Magistrado ponente: Luis Guillermo Salazar Otero

Decreto 2591 de 1991Ley 1652 de 2013Ley 906 de 2004

Tutela 92423 A/ Luz Marina Rodríguez Díaz CORTE SUPREMA DE JUSTICIA SALA DE CASACIÓN PENAL -SALA DE DECISIÓN EN TUTELA- LUIS GUILLERMO SALAZAR OTERO Magistrado Ponente ATP3918-2017 Radicación No. 92423 Acta 190 Bogotá, D.C., trece (13) de junio de dos mil diecisiete (2017).

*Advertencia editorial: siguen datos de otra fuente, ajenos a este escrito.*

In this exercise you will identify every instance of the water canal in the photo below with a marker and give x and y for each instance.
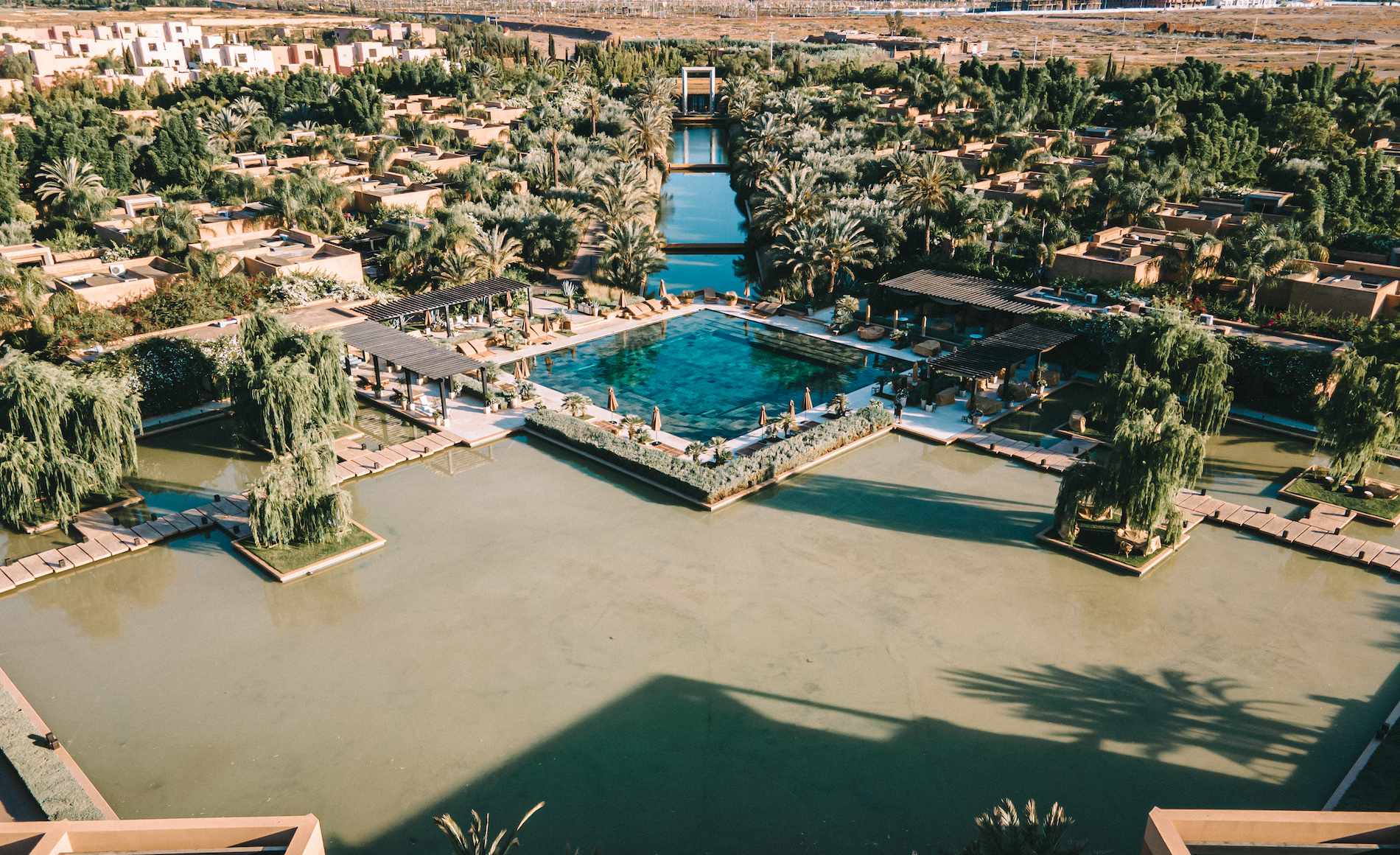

ASUNTO Se pronuncia la Sala en relación con la demanda de tutela impetrada por LUZ MARINA RODRÍGUEZ DÍAZ, quien manifiesta actuar como apoderada de JAIRO ANTONIO CALDERÓN HAYA, contra la Sala Penal del Tribunal Superior de Villavicencio y el Juzgado Promiscuo del Circuito de Puerto Carreño, Vichada, por la presunta vulneración de los derechos fundamentales al debido proceso y seguridad jurídica. 1.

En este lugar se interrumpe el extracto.